In the 14 years since he graduated, Joel has written for more publications than the average person picks up in a lifetime, including Entertainment Weekly, Time and the L.A. Times (where he currently writes a weekly column). If you haven't read his stuff, you've probably seen him on TV as one of those talking heads waxing nostalgic on VH1's "I Love the 80s" and some of those other shows you watch when nothing better is on.

I've always been a fan of Joel, so when I found out he was coming to campus this week, I wrote him an email asking for an interview. I'd like to say my email was poised and professional, but, in retrospect, it read more like one of those gushy fan letters you wrote to Jonathon Taylor Thomas in 5th grade after you stumbled on his address in TigerBeat.

But unlike JTT, Joel Stein wrote back.

I'm not sure what I expected Joel to be like in person. Smug? Unpleasant? Only capable of speaking in 20-second increments about why he loves the 80s?

After meeting with Joel in his hotel (it's not what you think - he's happily married, ladies), taking him to class and finally interviewing him in Branner, where he lived his freshman and senior years (as a Writing Tutor. Sketch.), I think I've figured out his secret weapon: he's actually a genuinely nice guy. Or a really good actor.

For someone who claims that quality humor hinges upon judging people rather than listening to them, he's surprisingly accessible. So much so that I found myself talking to him about earwax and the tennis lessons my mom made me go to in 4th grade. Horrifying.

Joel is charmingly self-deprecating in the way only someone with a healthy self-esteem (read: a beautiful wife who shops at Anthropologie) can be. Any straight man who drives a Mini Cooper has to have some confidence.
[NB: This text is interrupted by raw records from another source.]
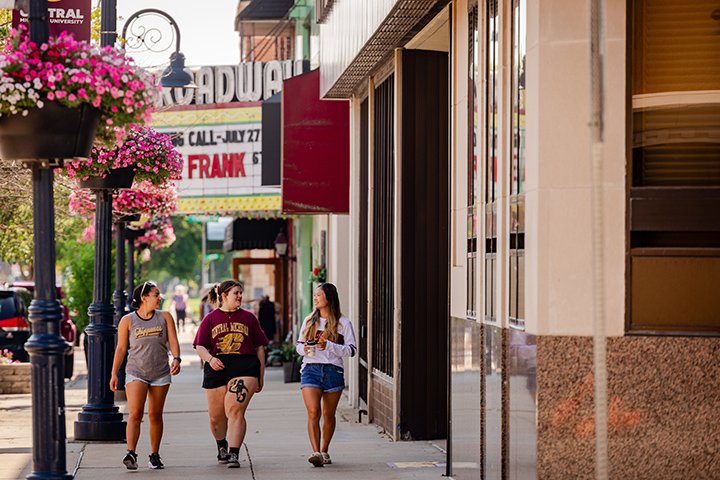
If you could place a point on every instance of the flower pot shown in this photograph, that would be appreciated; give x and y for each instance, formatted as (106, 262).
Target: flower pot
(129, 218)
(53, 131)
(114, 179)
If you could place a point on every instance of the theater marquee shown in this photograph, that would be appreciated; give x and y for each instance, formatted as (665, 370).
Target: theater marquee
(222, 158)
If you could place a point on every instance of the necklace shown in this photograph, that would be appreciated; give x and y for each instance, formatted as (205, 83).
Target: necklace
(229, 314)
(145, 316)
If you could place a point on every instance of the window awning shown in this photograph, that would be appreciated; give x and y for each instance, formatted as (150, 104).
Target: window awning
(249, 233)
(315, 149)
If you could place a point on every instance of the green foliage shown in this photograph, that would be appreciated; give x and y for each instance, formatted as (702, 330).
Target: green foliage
(79, 285)
(16, 233)
(95, 25)
(282, 354)
(181, 259)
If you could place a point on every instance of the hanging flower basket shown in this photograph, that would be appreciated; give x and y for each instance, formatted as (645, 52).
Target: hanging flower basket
(113, 179)
(148, 152)
(78, 76)
(143, 198)
(54, 131)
Though he has a MySpace - and you wonder why you have so many 16-year-old admirers, Joel - and he pseudo-runs his own fan website, thejoelstein.com, he still refuses to believe that people actually want to read about him. In fact, he is probably shaking his head in disbelief as he reads this, horrified that we devoted so many pages to him. See, Joel? I wasn't just pretending to work at The Daily to spend time with you.
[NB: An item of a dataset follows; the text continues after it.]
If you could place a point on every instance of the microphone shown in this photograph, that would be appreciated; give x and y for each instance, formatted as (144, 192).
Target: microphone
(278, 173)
What surprised me most, though, is how remarkably real Joel Stein is. When I took him to an English class taught by a professor he once had, he was nervous. I'm pretty sure he hated me for a moment when he realized I was one of those kids who doesn't like to hide in the back row of class. But by the time the class was over, he was energized, utterly impressed by the same professor who had taught him years prior.
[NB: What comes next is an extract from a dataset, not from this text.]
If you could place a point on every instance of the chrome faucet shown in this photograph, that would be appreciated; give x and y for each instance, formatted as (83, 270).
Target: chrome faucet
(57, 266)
Sure, Joel padded around Martha Stewart's TV-kitchen in sanitary booties when he wrote for her show - she anally required it of all employees. And, yes, he's toured the Playboy grotto and knows that Hugh Hefner spends his days whittling away the hours with his gardener and zookeeper, not having sex with women whose breasts are larger than their heads. But he's still tickled to pieces by the simplest things. Like the fact that I was wearing a watch - according to him a very "20th century thing." And that there are now so many students here who ride skateboards and even more who are well-dressed and (appear to be) showered. I get this feeling Joel wishes he were back at Stanford just so he could glide around campus on a skateboard in his bright orange Nikes, so fresh and so clean.

Don't get me wrong, Joel has definitely moved up the ranks since his heyday as a Daily columnist and editor. But I get the feeling that he hasn't really changed that much. While he's constantly getting calls from snazzy people on his snazzy, 21st century, multi-functioning cell phone, he still peppers his speech with "like"s and "uh"s. And even a "douchebag" here or there. What's more, when I met him for our interview, he was chatting animatedly with his dad on the phone. For the record, I didn't hear him call his father a douchebag.

Once again, I'd like to say that I remained poised and professional during our interview(s). But I didn't. I giggled more than a 5th grader in Sex Ed. There goes my dream of being Barbara Walters. If I'm lucky, I might still be able to wrangle an appearance as a talking head on "I love the 2000s."

At one point during our interview, Joel said: "Don't meet your heroes and crushes. That's my advice. You've projected so much on them and they can't live up to it."

I'm still glad I met you, Joel Stein . . . even if you are going bald.